Batch graph query functions fetch entities efficiently:

BatchQueryEntities: Batch entity lookup with default options
BatchQueryEntitiesWithOptions: Configurable batch queries with relationships
ExpandWithNeighbors: Expands entity IDs to include N-hop neighbors
CollectEntityIDs: Extracts unique entity IDs from relationships

Context formatting functions prepare content for LLMs:

FormatEntitiesForContext: Formats entities for LLM consumption
FormatRelationshipsForContext: Formats relationships for LLM
FormatBatchResultForContext: Formats complete batch results
BuildContextFromBatch: Creates ConstructedContext from batch result

Example Usage ¶

Building context for an agent task:

// Query entities from the graph
result, err := context.BatchQueryEntitiesWithOptions(ctx, client, entityIDs,
    context.BatchQueryOptions{
        IncludeRelationships: true,
        Depth:                1,
    })
if err != nil {
    return err
}

// Build constructed context with token tracking
opts := context.FormatOptions{
    MaxTokens:      8000,
    PrettyPrint:    true,
    SectionHeaders: true,
}
constructed, err := context.BuildContextFromBatch(result, opts)
if err != nil {
    return err
}

// Embed in TaskMessage - token count is exact
task.Context = constructed

Token budget management:

budget := context.NewBudgetAllocation(10000)
budget.Allocate("system_prompt", 500)
budget.Allocate("entities", 4000)
remaining := budget.Remaining() // 5500 for other content

Integration with Workflows ¶

When using ConstructedContext with the workflow processor's publish_agent action, the context is embedded directly in the TaskMessage.
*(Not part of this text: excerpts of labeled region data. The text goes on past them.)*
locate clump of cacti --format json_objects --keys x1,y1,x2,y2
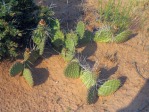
[
  {"x1": 32, "y1": 19, "x2": 51, "y2": 55},
  {"x1": 64, "y1": 60, "x2": 81, "y2": 78},
  {"x1": 9, "y1": 48, "x2": 40, "y2": 86}
]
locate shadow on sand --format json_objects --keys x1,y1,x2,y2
[{"x1": 117, "y1": 79, "x2": 149, "y2": 112}]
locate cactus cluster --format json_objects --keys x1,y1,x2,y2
[
  {"x1": 32, "y1": 19, "x2": 50, "y2": 55},
  {"x1": 9, "y1": 49, "x2": 40, "y2": 86}
]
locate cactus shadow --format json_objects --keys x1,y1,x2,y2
[
  {"x1": 98, "y1": 65, "x2": 118, "y2": 80},
  {"x1": 33, "y1": 68, "x2": 49, "y2": 86},
  {"x1": 77, "y1": 42, "x2": 97, "y2": 59}
]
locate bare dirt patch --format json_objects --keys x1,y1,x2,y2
[{"x1": 0, "y1": 0, "x2": 149, "y2": 112}]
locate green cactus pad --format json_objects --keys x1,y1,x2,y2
[
  {"x1": 61, "y1": 48, "x2": 75, "y2": 61},
  {"x1": 94, "y1": 29, "x2": 112, "y2": 43},
  {"x1": 38, "y1": 37, "x2": 46, "y2": 55},
  {"x1": 24, "y1": 51, "x2": 30, "y2": 61},
  {"x1": 28, "y1": 51, "x2": 40, "y2": 64},
  {"x1": 64, "y1": 61, "x2": 81, "y2": 78},
  {"x1": 9, "y1": 62, "x2": 24, "y2": 77},
  {"x1": 87, "y1": 86, "x2": 98, "y2": 104},
  {"x1": 98, "y1": 79, "x2": 120, "y2": 96},
  {"x1": 113, "y1": 30, "x2": 132, "y2": 43},
  {"x1": 52, "y1": 30, "x2": 64, "y2": 48},
  {"x1": 76, "y1": 21, "x2": 85, "y2": 39},
  {"x1": 80, "y1": 71, "x2": 96, "y2": 88},
  {"x1": 23, "y1": 68, "x2": 34, "y2": 86}
]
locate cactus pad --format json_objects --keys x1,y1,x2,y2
[
  {"x1": 64, "y1": 61, "x2": 81, "y2": 78},
  {"x1": 38, "y1": 37, "x2": 46, "y2": 55},
  {"x1": 23, "y1": 68, "x2": 34, "y2": 86},
  {"x1": 80, "y1": 71, "x2": 96, "y2": 88},
  {"x1": 87, "y1": 86, "x2": 98, "y2": 104},
  {"x1": 24, "y1": 48, "x2": 30, "y2": 61},
  {"x1": 114, "y1": 30, "x2": 132, "y2": 43},
  {"x1": 98, "y1": 79, "x2": 120, "y2": 96},
  {"x1": 9, "y1": 62, "x2": 24, "y2": 76},
  {"x1": 76, "y1": 21, "x2": 85, "y2": 39},
  {"x1": 61, "y1": 48, "x2": 75, "y2": 61}
]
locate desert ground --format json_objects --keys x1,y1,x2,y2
[{"x1": 0, "y1": 0, "x2": 149, "y2": 112}]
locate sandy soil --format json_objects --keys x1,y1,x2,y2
[{"x1": 0, "y1": 0, "x2": 149, "y2": 112}]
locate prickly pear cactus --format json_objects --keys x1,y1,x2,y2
[
  {"x1": 28, "y1": 50, "x2": 40, "y2": 64},
  {"x1": 113, "y1": 30, "x2": 132, "y2": 43},
  {"x1": 87, "y1": 86, "x2": 98, "y2": 105},
  {"x1": 23, "y1": 68, "x2": 34, "y2": 86},
  {"x1": 64, "y1": 60, "x2": 81, "y2": 78},
  {"x1": 76, "y1": 21, "x2": 85, "y2": 39},
  {"x1": 80, "y1": 71, "x2": 96, "y2": 88},
  {"x1": 32, "y1": 19, "x2": 51, "y2": 55},
  {"x1": 94, "y1": 29, "x2": 112, "y2": 43},
  {"x1": 23, "y1": 50, "x2": 40, "y2": 68},
  {"x1": 24, "y1": 48, "x2": 30, "y2": 61},
  {"x1": 98, "y1": 79, "x2": 120, "y2": 96},
  {"x1": 38, "y1": 37, "x2": 46, "y2": 55},
  {"x1": 61, "y1": 48, "x2": 75, "y2": 61},
  {"x1": 52, "y1": 30, "x2": 64, "y2": 48},
  {"x1": 9, "y1": 62, "x2": 24, "y2": 77}
]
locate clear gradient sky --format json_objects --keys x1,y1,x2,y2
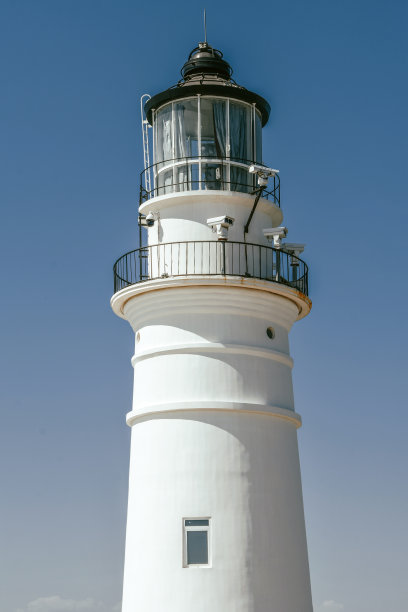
[{"x1": 0, "y1": 0, "x2": 408, "y2": 612}]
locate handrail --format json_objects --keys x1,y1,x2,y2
[
  {"x1": 140, "y1": 155, "x2": 280, "y2": 206},
  {"x1": 113, "y1": 240, "x2": 308, "y2": 295}
]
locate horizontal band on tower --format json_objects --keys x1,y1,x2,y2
[
  {"x1": 126, "y1": 400, "x2": 302, "y2": 428},
  {"x1": 131, "y1": 342, "x2": 293, "y2": 368}
]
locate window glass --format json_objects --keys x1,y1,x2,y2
[{"x1": 156, "y1": 104, "x2": 173, "y2": 162}]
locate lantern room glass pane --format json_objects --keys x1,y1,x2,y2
[
  {"x1": 187, "y1": 531, "x2": 208, "y2": 565},
  {"x1": 200, "y1": 98, "x2": 227, "y2": 157},
  {"x1": 174, "y1": 99, "x2": 198, "y2": 159},
  {"x1": 155, "y1": 104, "x2": 173, "y2": 162}
]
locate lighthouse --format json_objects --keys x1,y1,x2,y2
[{"x1": 111, "y1": 42, "x2": 312, "y2": 612}]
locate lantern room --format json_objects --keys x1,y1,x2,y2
[{"x1": 144, "y1": 43, "x2": 275, "y2": 199}]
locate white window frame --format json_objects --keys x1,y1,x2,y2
[{"x1": 182, "y1": 516, "x2": 212, "y2": 568}]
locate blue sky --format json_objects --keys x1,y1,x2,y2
[{"x1": 0, "y1": 0, "x2": 408, "y2": 612}]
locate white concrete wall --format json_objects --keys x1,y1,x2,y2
[{"x1": 119, "y1": 282, "x2": 312, "y2": 612}]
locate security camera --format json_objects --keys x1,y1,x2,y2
[
  {"x1": 207, "y1": 215, "x2": 235, "y2": 240},
  {"x1": 263, "y1": 227, "x2": 288, "y2": 249},
  {"x1": 248, "y1": 164, "x2": 279, "y2": 187}
]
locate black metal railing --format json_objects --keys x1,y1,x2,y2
[
  {"x1": 113, "y1": 240, "x2": 308, "y2": 295},
  {"x1": 140, "y1": 155, "x2": 280, "y2": 206}
]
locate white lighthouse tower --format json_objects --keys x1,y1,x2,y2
[{"x1": 112, "y1": 43, "x2": 312, "y2": 612}]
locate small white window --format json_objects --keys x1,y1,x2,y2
[{"x1": 183, "y1": 518, "x2": 210, "y2": 567}]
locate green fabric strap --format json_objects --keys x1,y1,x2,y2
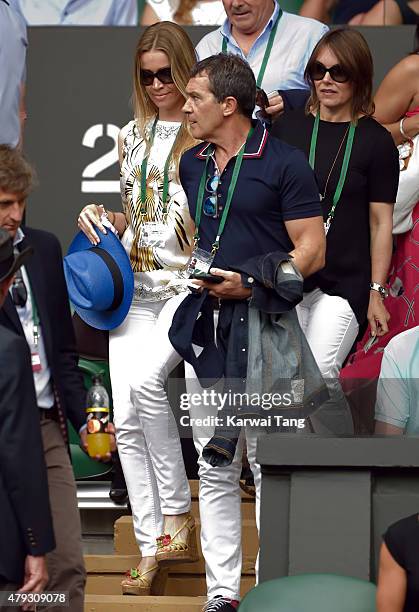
[
  {"x1": 194, "y1": 127, "x2": 253, "y2": 255},
  {"x1": 221, "y1": 9, "x2": 282, "y2": 87},
  {"x1": 308, "y1": 112, "x2": 356, "y2": 219},
  {"x1": 28, "y1": 279, "x2": 40, "y2": 347}
]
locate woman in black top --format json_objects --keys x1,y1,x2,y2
[
  {"x1": 377, "y1": 514, "x2": 419, "y2": 612},
  {"x1": 272, "y1": 28, "x2": 399, "y2": 390}
]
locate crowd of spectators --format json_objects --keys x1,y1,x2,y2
[
  {"x1": 5, "y1": 0, "x2": 419, "y2": 26},
  {"x1": 0, "y1": 0, "x2": 419, "y2": 612}
]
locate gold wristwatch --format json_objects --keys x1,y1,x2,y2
[{"x1": 370, "y1": 283, "x2": 388, "y2": 300}]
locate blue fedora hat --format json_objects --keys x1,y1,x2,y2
[{"x1": 64, "y1": 231, "x2": 134, "y2": 329}]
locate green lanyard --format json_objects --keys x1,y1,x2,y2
[
  {"x1": 140, "y1": 117, "x2": 179, "y2": 221},
  {"x1": 221, "y1": 9, "x2": 282, "y2": 87},
  {"x1": 194, "y1": 127, "x2": 253, "y2": 255},
  {"x1": 308, "y1": 111, "x2": 356, "y2": 219}
]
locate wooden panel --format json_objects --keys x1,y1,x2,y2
[
  {"x1": 86, "y1": 574, "x2": 255, "y2": 600},
  {"x1": 114, "y1": 516, "x2": 259, "y2": 572},
  {"x1": 84, "y1": 555, "x2": 256, "y2": 576},
  {"x1": 84, "y1": 595, "x2": 205, "y2": 612}
]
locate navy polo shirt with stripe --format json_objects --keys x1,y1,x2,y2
[{"x1": 179, "y1": 121, "x2": 322, "y2": 270}]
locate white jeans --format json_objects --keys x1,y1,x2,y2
[
  {"x1": 185, "y1": 362, "x2": 261, "y2": 599},
  {"x1": 109, "y1": 293, "x2": 191, "y2": 556},
  {"x1": 296, "y1": 289, "x2": 359, "y2": 379},
  {"x1": 296, "y1": 289, "x2": 359, "y2": 435}
]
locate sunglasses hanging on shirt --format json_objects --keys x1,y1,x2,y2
[
  {"x1": 309, "y1": 62, "x2": 350, "y2": 83},
  {"x1": 202, "y1": 174, "x2": 220, "y2": 219}
]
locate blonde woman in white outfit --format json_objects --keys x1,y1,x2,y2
[
  {"x1": 79, "y1": 22, "x2": 196, "y2": 595},
  {"x1": 141, "y1": 0, "x2": 226, "y2": 26}
]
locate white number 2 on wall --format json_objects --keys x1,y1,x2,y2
[{"x1": 81, "y1": 123, "x2": 119, "y2": 193}]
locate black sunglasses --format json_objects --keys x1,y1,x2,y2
[
  {"x1": 309, "y1": 62, "x2": 350, "y2": 83},
  {"x1": 140, "y1": 66, "x2": 173, "y2": 85},
  {"x1": 10, "y1": 270, "x2": 28, "y2": 308}
]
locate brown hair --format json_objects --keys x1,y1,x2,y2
[
  {"x1": 304, "y1": 28, "x2": 375, "y2": 122},
  {"x1": 0, "y1": 145, "x2": 36, "y2": 198},
  {"x1": 133, "y1": 21, "x2": 197, "y2": 172}
]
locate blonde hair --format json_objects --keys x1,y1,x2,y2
[{"x1": 133, "y1": 21, "x2": 197, "y2": 174}]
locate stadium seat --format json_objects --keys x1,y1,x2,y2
[{"x1": 239, "y1": 574, "x2": 376, "y2": 612}]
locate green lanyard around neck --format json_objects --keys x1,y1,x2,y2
[
  {"x1": 28, "y1": 279, "x2": 40, "y2": 348},
  {"x1": 221, "y1": 9, "x2": 282, "y2": 87},
  {"x1": 308, "y1": 111, "x2": 356, "y2": 219},
  {"x1": 194, "y1": 127, "x2": 253, "y2": 255},
  {"x1": 140, "y1": 117, "x2": 180, "y2": 220}
]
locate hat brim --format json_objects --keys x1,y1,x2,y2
[
  {"x1": 64, "y1": 231, "x2": 134, "y2": 330},
  {"x1": 0, "y1": 247, "x2": 33, "y2": 283}
]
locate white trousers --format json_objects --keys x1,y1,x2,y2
[
  {"x1": 296, "y1": 289, "x2": 359, "y2": 435},
  {"x1": 296, "y1": 289, "x2": 359, "y2": 379},
  {"x1": 185, "y1": 362, "x2": 261, "y2": 599},
  {"x1": 185, "y1": 290, "x2": 358, "y2": 599},
  {"x1": 109, "y1": 293, "x2": 191, "y2": 556}
]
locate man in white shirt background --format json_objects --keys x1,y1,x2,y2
[{"x1": 196, "y1": 0, "x2": 328, "y2": 119}]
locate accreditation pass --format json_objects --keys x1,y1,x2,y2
[{"x1": 0, "y1": 591, "x2": 70, "y2": 610}]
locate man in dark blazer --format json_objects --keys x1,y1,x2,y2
[
  {"x1": 0, "y1": 228, "x2": 55, "y2": 610},
  {"x1": 0, "y1": 145, "x2": 86, "y2": 612}
]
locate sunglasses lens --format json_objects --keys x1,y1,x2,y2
[
  {"x1": 203, "y1": 196, "x2": 217, "y2": 217},
  {"x1": 329, "y1": 64, "x2": 349, "y2": 83},
  {"x1": 310, "y1": 62, "x2": 349, "y2": 83},
  {"x1": 140, "y1": 70, "x2": 154, "y2": 85},
  {"x1": 310, "y1": 62, "x2": 327, "y2": 81},
  {"x1": 140, "y1": 67, "x2": 173, "y2": 86},
  {"x1": 156, "y1": 68, "x2": 173, "y2": 84},
  {"x1": 206, "y1": 174, "x2": 220, "y2": 191}
]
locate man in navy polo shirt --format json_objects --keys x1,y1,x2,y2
[{"x1": 180, "y1": 54, "x2": 325, "y2": 612}]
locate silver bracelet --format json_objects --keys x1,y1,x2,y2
[{"x1": 399, "y1": 117, "x2": 412, "y2": 140}]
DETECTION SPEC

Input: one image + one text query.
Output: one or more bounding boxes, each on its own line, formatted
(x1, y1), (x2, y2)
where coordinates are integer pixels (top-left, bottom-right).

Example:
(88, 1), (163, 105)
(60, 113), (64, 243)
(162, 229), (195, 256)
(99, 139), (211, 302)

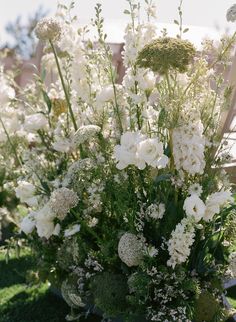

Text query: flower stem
(0, 117), (22, 166)
(49, 40), (78, 131)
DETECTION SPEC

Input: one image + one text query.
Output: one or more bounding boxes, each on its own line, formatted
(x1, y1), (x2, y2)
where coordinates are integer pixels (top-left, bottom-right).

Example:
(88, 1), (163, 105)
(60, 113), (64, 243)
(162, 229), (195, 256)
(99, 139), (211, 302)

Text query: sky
(0, 0), (236, 43)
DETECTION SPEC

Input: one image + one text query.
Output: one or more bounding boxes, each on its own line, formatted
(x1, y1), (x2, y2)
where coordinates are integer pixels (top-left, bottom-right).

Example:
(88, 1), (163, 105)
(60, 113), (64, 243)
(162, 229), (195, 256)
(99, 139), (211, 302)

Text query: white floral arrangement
(0, 0), (236, 322)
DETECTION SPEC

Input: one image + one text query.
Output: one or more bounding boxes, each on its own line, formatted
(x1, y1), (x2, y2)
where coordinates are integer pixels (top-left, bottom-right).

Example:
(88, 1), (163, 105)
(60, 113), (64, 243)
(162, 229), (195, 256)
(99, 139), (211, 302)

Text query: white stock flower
(183, 194), (206, 222)
(167, 218), (195, 268)
(20, 212), (36, 234)
(24, 113), (48, 132)
(114, 131), (145, 170)
(204, 191), (234, 221)
(15, 181), (38, 207)
(137, 138), (169, 169)
(64, 224), (80, 237)
(226, 4), (236, 22)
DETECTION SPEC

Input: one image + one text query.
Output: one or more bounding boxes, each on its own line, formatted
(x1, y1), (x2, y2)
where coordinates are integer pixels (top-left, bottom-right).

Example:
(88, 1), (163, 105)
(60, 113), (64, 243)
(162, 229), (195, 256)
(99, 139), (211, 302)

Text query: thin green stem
(0, 117), (22, 166)
(49, 40), (78, 131)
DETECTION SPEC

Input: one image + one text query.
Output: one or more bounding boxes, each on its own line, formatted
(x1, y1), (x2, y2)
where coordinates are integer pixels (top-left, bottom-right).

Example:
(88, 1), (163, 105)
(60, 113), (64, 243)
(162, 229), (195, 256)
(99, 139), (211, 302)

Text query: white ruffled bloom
(137, 138), (169, 169)
(64, 224), (80, 237)
(35, 204), (58, 239)
(24, 113), (48, 132)
(183, 194), (206, 222)
(226, 4), (236, 22)
(20, 212), (36, 235)
(146, 203), (166, 219)
(114, 132), (169, 170)
(73, 124), (101, 146)
(167, 218), (195, 268)
(204, 191), (234, 221)
(114, 132), (144, 170)
(15, 181), (38, 207)
(173, 120), (205, 175)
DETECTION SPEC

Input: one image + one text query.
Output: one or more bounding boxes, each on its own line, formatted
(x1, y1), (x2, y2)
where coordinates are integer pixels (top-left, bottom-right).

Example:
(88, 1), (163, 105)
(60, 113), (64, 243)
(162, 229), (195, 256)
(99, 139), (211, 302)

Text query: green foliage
(91, 272), (128, 317)
(137, 37), (195, 74)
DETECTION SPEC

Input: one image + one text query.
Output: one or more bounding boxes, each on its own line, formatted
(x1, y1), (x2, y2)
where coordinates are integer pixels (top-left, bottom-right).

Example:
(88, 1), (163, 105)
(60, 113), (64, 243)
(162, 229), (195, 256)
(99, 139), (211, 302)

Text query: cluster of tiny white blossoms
(167, 218), (195, 268)
(114, 132), (169, 170)
(173, 113), (205, 175)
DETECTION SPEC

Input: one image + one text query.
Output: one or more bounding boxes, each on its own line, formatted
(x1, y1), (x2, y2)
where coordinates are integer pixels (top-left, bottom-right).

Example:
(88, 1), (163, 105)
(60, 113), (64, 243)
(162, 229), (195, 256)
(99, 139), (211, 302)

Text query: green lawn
(0, 249), (236, 322)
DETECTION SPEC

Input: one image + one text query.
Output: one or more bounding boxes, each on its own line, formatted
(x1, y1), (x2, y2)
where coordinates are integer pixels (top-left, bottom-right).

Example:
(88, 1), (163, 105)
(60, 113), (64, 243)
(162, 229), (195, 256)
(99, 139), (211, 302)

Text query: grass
(0, 252), (236, 322)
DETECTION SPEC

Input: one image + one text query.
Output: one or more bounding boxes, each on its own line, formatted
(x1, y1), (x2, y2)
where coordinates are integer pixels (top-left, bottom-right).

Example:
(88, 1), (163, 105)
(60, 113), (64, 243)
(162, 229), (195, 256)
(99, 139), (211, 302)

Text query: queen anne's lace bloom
(35, 18), (62, 41)
(118, 233), (143, 267)
(48, 188), (79, 220)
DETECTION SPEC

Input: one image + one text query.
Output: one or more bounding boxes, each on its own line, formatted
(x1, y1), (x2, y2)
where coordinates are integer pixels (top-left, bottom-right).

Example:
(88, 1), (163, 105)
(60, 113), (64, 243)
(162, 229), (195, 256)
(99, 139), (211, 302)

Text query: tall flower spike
(136, 37), (195, 74)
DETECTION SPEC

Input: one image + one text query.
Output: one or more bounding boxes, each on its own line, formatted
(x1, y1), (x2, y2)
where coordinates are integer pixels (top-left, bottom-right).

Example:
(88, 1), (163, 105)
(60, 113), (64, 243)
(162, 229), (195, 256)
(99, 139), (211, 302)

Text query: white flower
(167, 218), (195, 268)
(24, 113), (48, 132)
(188, 183), (202, 197)
(0, 75), (15, 107)
(35, 204), (55, 239)
(229, 252), (236, 278)
(137, 138), (169, 169)
(114, 132), (145, 170)
(118, 233), (144, 267)
(48, 187), (79, 220)
(20, 212), (36, 234)
(35, 18), (62, 41)
(183, 194), (206, 222)
(73, 124), (101, 146)
(64, 225), (80, 237)
(96, 85), (114, 103)
(204, 191), (234, 221)
(52, 139), (72, 153)
(226, 4), (236, 22)
(15, 181), (38, 207)
(146, 203), (166, 219)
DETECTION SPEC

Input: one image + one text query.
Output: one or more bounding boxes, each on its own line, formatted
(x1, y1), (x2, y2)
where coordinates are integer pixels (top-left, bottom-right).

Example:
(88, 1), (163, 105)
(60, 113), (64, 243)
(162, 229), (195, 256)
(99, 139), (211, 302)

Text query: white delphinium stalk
(183, 194), (206, 222)
(173, 113), (206, 175)
(167, 217), (195, 268)
(226, 4), (236, 22)
(48, 187), (79, 220)
(204, 191), (234, 221)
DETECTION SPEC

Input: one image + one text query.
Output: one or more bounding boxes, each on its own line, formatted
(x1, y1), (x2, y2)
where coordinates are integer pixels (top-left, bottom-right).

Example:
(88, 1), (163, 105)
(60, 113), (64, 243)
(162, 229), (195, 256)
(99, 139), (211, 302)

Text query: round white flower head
(35, 18), (62, 41)
(73, 125), (101, 146)
(146, 203), (165, 219)
(64, 225), (80, 237)
(226, 4), (236, 22)
(15, 181), (38, 207)
(118, 233), (143, 267)
(183, 195), (206, 222)
(137, 138), (169, 169)
(48, 188), (79, 220)
(204, 191), (234, 221)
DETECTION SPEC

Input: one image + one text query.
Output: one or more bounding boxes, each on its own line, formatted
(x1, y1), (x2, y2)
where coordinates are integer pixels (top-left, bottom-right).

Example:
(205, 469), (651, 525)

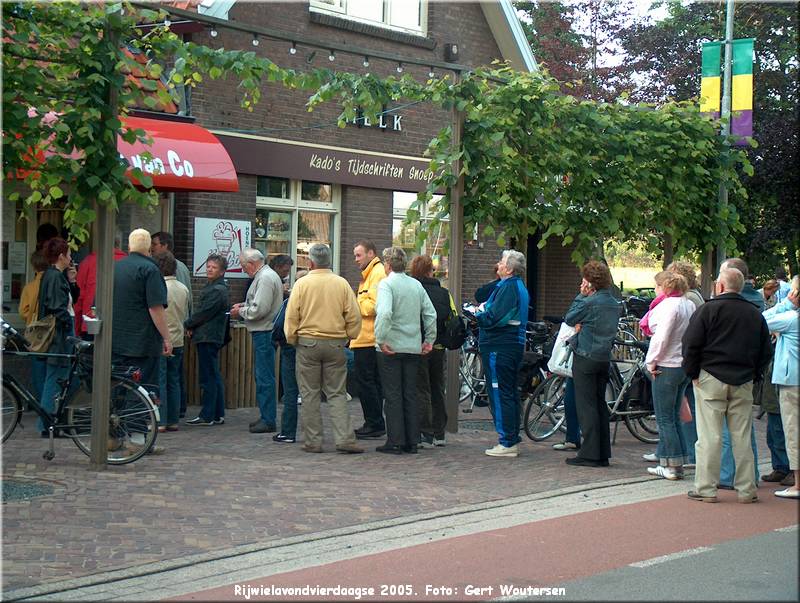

This enables the pattern:

Consumer builds context using domain-specific logic
Exact token count known before agent dispatch
Agent loop receives pre-built context (no discovery needed)
Fresh context per task (no pollution from prior work)

Design Rationale ¶

This package follows the principle that "what's relevant" is domain knowledge. A code review system has different relevance criteria than a logistics system. Rather than embedding domain-specific heuristics, SemStreams provides utilities that any domain can use:

Token counting and budget management
Efficient batch graph queries
LLM-friendly formatting
Source tracking for provenance

The consumer (e.g., SemSpec) implements the relevance logic and uses these building blocks to construct the final context.

Package context provides building blocks for context construction in agentic systems. Consumers use these utilities to build ConstructedContext before dispatching agents, enabling "embed context, don't make agents discover it" pattern.

Index ¶

Constants
func CollectEntityIDs(relationships []Relationship) []string
func CountWords(s string) int
func EstimateTokens(s string) int
func EstimateTokensForModel(s string, model string) int
func ExpandWithNeighbors(ctx context.Context, client GraphClient, entityIDs []string, depth int) ([]string, error)
func FitsInBudget(content string, budget int) bool
func FormatBatchResultForContext(result *BatchQueryResult, opts FormatOptions) (string, int, error)
func FormatEntitiesForContext(entities map[string]json.RawMessage, opts FormatOptions) (string, int, error)
func FormatRelationshipsForContext(relationships []Relationship, opts FormatOptions) (string, int, error)
func TokensFromWords(wordCount int) int
func TruncateToBudget(content string, budget int) string
type BatchQueryOptions
type BatchQueryResult
- func BatchQueryEntities(ctx context.Context, client GraphClient, entityIDs []string) (*BatchQueryResult, error)
- func BatchQueryEntitiesWithOptions(ctx context.Context, client GraphClient, entityIDs []string, ...) (*BatchQueryResult, error)
type BudgetAllocation
- func NewBudgetAllocation(totalBudget int) *BudgetAllocation
- func (b *BudgetAllocation) Allocate(section string, requested int) int
- func (b *BudgetAllocation) AllocateProportionally(sections []string, weights []float64) map[string]int
- func (b *BudgetAllocation) Remaining() int
type ConstructedContext
- func BuildContextFromBatch(result *BatchQueryResult, opts FormatOptions) (*ConstructedContext, error)
- func NewConstructedContext(content string, entities []string, sources []Source) *ConstructedContext
type FormatOptions
- func DefaultFormatOptions() FormatOptions
type GraphClient
type Relationship
type Source
- func DocumentSource(docID string) Source
- func EntitySource(entityID string) Source
- func RelationshipSource(relationshipID string) Source

Constants ¶

View Source

const DefaultCharsPerToken = 4

DefaultCharsPerToken is the average characters per token for most LLMs. Claude uses roughly 4 characters per token for English text.

Variables ¶

This section is empty.

Functions ¶

func CollectEntityIDs ¶

func CollectEntityIDs(relationships []Relationship) []string

CollectEntityIDs extracts unique entity IDs from relationships

func CountWords ¶

func CountWords(s string) int

CountWords counts words in a string (useful for rough estimates)

func EstimateTokens ¶

func EstimateTokens(s string) int

EstimateTokens estimates token count for a string. Uses a heuristic of ~4 characters per token, which is accurate for English text with Claude models.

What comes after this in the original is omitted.